La famiglia ha scelto un momento riservato per l’ultimo saluto, con un importante dispositivo di sicurezza intorno alla struttura per garantire la massima tranquillità ai presenti.
Messi è arrivato dagli Stati Uniti con la famiglia
Il giocatore dell’Inter Miami è arrivato a Rosario nella serata di sabato a bordo di un aereo privato proveniente dagli Stati Uniti. Con lui c’erano la moglie Antonela Roccuzzo e i figli.
Messi ha così potuto riunirsi alla madre Celia Cuccittini e ai fratelli Matías, Rodrigo e María Sol per il funerale del padre.
Per permettere alla famiglia di vivere la cerimonia nella massima riservatezza, il cimitero El Prado è rimasto chiuso ai visitatori a partire da mezzogiorno.
La vicinanza dei tifosi
Nonostante la volontà della famiglia di mantenere un profilo estremamente privato, alcuni tifosi si sono recati all’aeroporto di Rosario e nei pressi del cimitero per manifestare la propria vicinanza a Messi.
Sulla recinzione del cimitero è comparso anche un messaggio rivolto al fuoriclasse argentino: «Forza Leo, ti amiamo».
Un gesto semplice che ha accompagnato le numerose manifestazioni di affetto arrivate nelle ore successive alla morte di Jorge Messi.
Il cordoglio della città di Rosario
Anche le istituzioni locali hanno espresso la propria vicinanza alla famiglia. Il sindaco di Rosario, Pablo Javkin, ha rivolto un messaggio di cordoglio ai Messi per la perdita e ha comunicato che il governo locale si era messo a disposizione per garantire la protezione della cerimonia.
La morte di Jorge Messi ha suscitato una forte reazione anche nel mondo del calcio argentino, dove la figura del padre di Lionel è conosciuta per il ruolo avuto durante i primi passi della carriera del figlio.

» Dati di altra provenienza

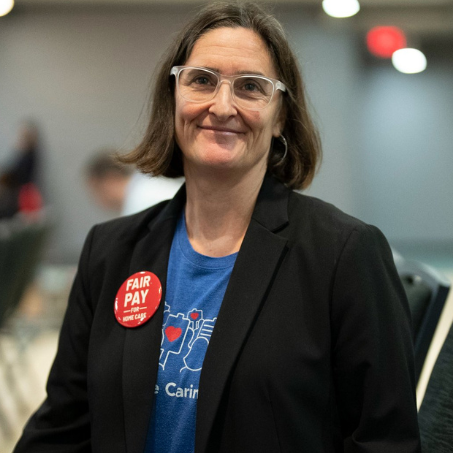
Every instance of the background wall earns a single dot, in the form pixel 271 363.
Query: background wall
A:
pixel 83 74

Un minuto di silenzio sui campi argentini
L’Associazione del Calcio Argentino ha disposto che tutte le partite del fine settimana, nelle categorie professionistiche e giovanili, fossero precedute da un minuto di silenzio in memoria di Jorge Messi.
Giocatori, allenatori, staff tecnici e arbitri hanno inoltre indossato un lutto al braccio in segno di rispetto.

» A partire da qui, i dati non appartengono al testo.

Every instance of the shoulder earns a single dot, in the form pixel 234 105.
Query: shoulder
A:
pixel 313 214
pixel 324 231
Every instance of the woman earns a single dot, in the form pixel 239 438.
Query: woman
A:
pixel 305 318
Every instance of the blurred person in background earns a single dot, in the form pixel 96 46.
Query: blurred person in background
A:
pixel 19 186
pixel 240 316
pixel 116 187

Un omaggio che ha coinvolto così l’intero movimento calcistico argentino e che ha sottolineato il legame tra la famiglia Messi e il calcio del Paese.
Il ricordo del club dove tutto è cominciato
Tra i messaggi più significativi è arrivato anche quello dell’Abanderado Grandoli, il club di quartiere di Rosario nel quale Lionel Messi iniziò a giocare a calcio quando aveva appena quattro anni.
La società ha pubblicato sui propri canali social una vecchia fotografia che ritrae il giovane Lionel insieme al padre e ad altri bambini, accompagnandola con un messaggio dedicato a Jorge Messi.
«Jorge (Messi) è stato parte della nostra storia e anche allenatore nel nostro club. Qui ha accompagnato i primi passi di quel piccolo Lionel che con il tempo ha fatto la storia del calcio mondiale».
Il club ha poi aggiunto un ulteriore messaggio rivolto direttamente al campione argentino: «Ti abbracciamo forte, Leo. Grazie, Jorge, per essere stato parte della nostra storia».
La lunga malattia
Jorge Messi è morto nelle prime ore di sabato a Rosario, dopo essere stato ricoverato presso il Sanatorio Centro della città a causa delle conseguenze di una lunga malattia.
La sua morte ha portato numerosi messaggi di cordoglio dall’Argentina e dall’estero, rivolti alla famiglia e in particolare a Lionel Messi.
Una giornata di dolore per la famiglia Messi
Per Lionel Messi, il ritorno a Rosario ha rappresentato il momento dell’ultimo saluto al padre, una figura rimasta strettamente legata alla sua storia personale e al percorso che lo ha portato dai primi campi della città argentina ai vertici del calcio mondiale.
Accanto alla famiglia, lontano dai riflettori e nel rispetto della riservatezza richiesta dai suoi cari, Messi ha accompagnato Jorge nel suo ultimo viaggio.